Real-time safety system to assist drowsy drivers

Machine learning and biotechnology offer unprecedented opportunities to improve road safety and vehicle performance.

Driver fatigue and distraction accounted for 28% of fatal car accidents in Australia last year. Public education campaigns are currently the only method of addressing this problem, however a new study taking place at UTS Tech Lab aims to change this. Researchers are applying their knowledge of human-machine interaction to develop a real-time safety system that will alert drivers to the early warning signs of fatigue, stress and distraction.

A $1.5 million 6-degrees-of-freedom immersive driving simulator – the first of its kind in Australia – is located in the Motion Platform and Mixed Reality Lab at UTS Tech Lab. Combined with physiological measurements, the equipment allows the team to assess driver cognition and predict their performance when faced with stress, fatigue or distraction in a controlled environment.
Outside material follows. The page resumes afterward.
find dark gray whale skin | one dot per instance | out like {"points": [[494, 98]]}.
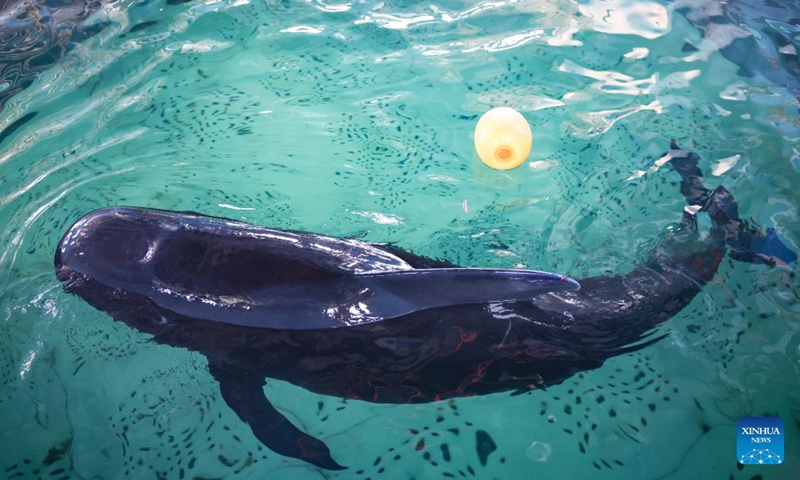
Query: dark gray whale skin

Wearable sensors are used to collect biodata from the driver. Every millisecond, brain dynamics, eye movement, heart rate, face and hand position are measured, providing a real-time assessment of driving behaviour. Machine learning techniques are applied to uncover correlations in the data and produce an algorithm that indicates when a driver’s concentration is impaired.
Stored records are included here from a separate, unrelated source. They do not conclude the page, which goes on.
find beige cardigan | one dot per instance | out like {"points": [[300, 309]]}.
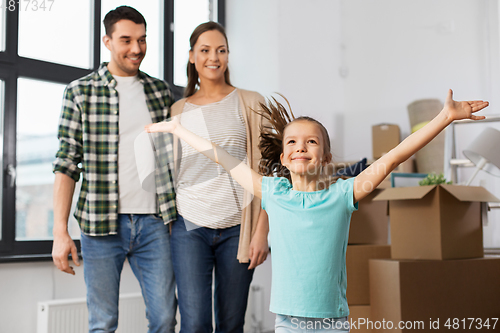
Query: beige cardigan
{"points": [[248, 100]]}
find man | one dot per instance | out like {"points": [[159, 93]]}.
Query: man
{"points": [[102, 114]]}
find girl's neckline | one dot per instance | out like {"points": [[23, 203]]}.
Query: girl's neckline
{"points": [[219, 101]]}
This algorithm will form the basis of a real-time safety system that aims to support drivers based on their cognitive state. If the system detects that a driver is tired, disoriented, motion sick or stressed, it will trigger an audio warning or, in the case of self-driving vehicles, may even switch into autonomous mode.

Applications of the system go beyond next generation driving, with potential benefits to OHS in construction, freight, logistics and manufacturing.